Probabilistic modelling of internet routes
The distributed nature of the internet makes the exchange of BGP messages from a single viewpoint (AS) seemingly stochastic or even random. However, there is hope to capture these complex interactions as messages are triggered by some structural change somewhere on the internet, which we hope to learn.
Modelling external routes is of particular importance in the context of network verification. State-of-the-art control plane verification tools generally either constrain the set of routing inputs [1] or allow (approximately) arbitrary routes but is usually not scalable [2][3]. You will help improve this. This thesis aims to better understand the “laws of motion” of the internet in order to predict changes at a local level. More precisely, we wish to estimate a distribution over all the possible environments our network could be exposed to based on historical data.
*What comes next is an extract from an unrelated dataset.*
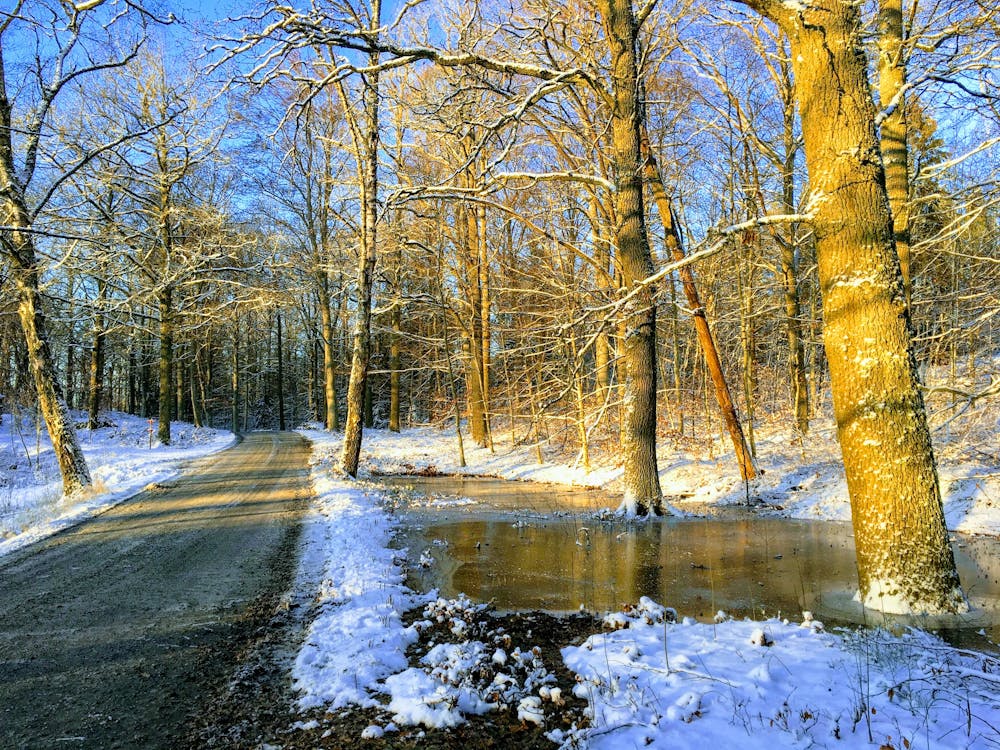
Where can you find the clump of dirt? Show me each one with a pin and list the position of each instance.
(257, 710)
In a previous Masters thesis, some initial results were achieved in this direction, showing that some environments were much more likely than others. We wish to take the scope of that work to the next level both in terms of methods used and in performance (precision and training/inference time). Our initial ideas of models include, but are not limited to:
- Bayesian learning (Gaussian Processes, Variational inference techniques, deep learning) on historical data with different regularisation techniques.
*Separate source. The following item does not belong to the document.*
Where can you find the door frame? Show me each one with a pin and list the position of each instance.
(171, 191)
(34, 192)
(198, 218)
- Using domain knowledge to explicit the model and its variables (in our case some representation of the internet) and learn the parameters for those variables given some historical data. Then, we may sample this local synthetic model in order to build a distribution over network environments.
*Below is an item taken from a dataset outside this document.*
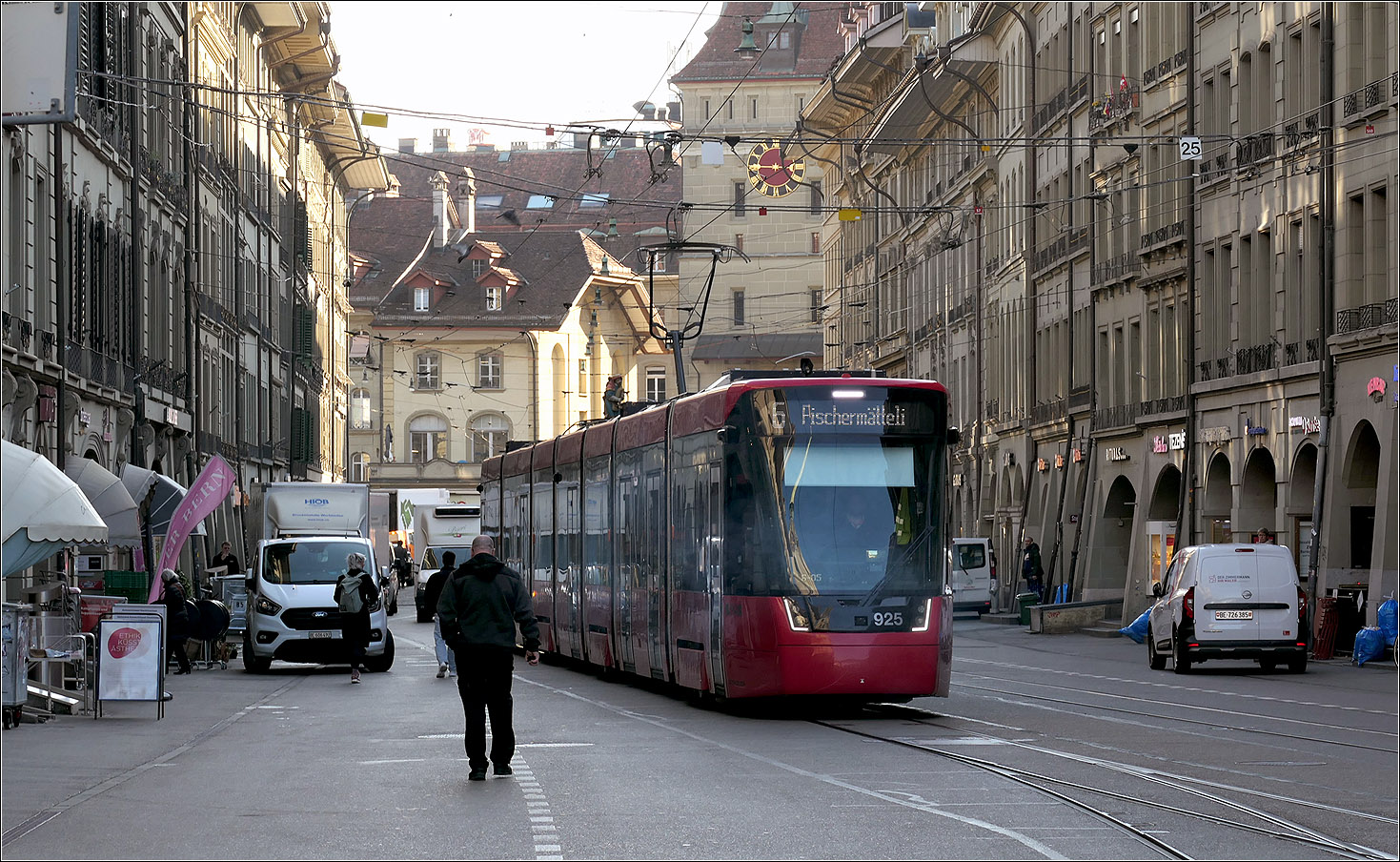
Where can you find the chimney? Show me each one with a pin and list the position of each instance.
(441, 211)
(466, 199)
The second method is inspired by network inference techniques [4] but differs in a few points. First, we only care about a local perspective of the external network, as opposed to a correct representation of the whole network. Furthermore, what we really are interested in is not so much the exact network structure but rather the changes that are likely to occur and what influence it has on the distribution of network environments.
You will work in close collaboration with two PhD students, with weekly meetings and ongoing support.
Milestones
- After familiarising yourself with the background information (we will provide references to get you started), you will get to know your tools with initial experiments.
- Getting to know the data by replicating some results.
- Formaly framing the problem. What are you trying to model and with which assumptions.
- Come up with good evaluation metrics, given the objectives of capturing route diversity, generalisation, training and inference complexity, …
- Explore ideas presented above.
- Extend the framework for training and evaluating different models.
- Implement at least one probabilistic machine learning model and one based on modelling and sampling.
- Improve one of the models.
- Depending on your initial experiments, you should explore the most promising avenues more sophisticatedly and perhaps develop your own ideas.
- You should rigorously evaluate your model on a variety of networks.
Requirements
- Some knowledge of probabilistic modelling, ideally in the context of learning.
- Coding abilities are also welcome as implementation and evaluation are key to this thesis.
References
- S. Steffen, T. Gehr, P. Tsankov, L. Vanbever, and M. Vechev, “NetDice: Probabilistic Verification of Network Configurations”, SIGCOMM ‘20.
- R. Beckett, A. Gupta, R. Mahajan, and D. Walker, “Minesweeper: A General Approach to Network Configuration Verification” SIGCOMM ‘17.
- D. Wang, P. Zhang, and A. Gember-Jacobson, “Expresso: Comprehensively Reasoning About External Routes Using Symbolic Simulation,” SIGCOMM ‘24
- W. Mühlbauer, A. Feldmann, O. Maennel, M. Roughan, and S. Uhlig, “Building an AS-Topology Model that Captures Route Diversity”.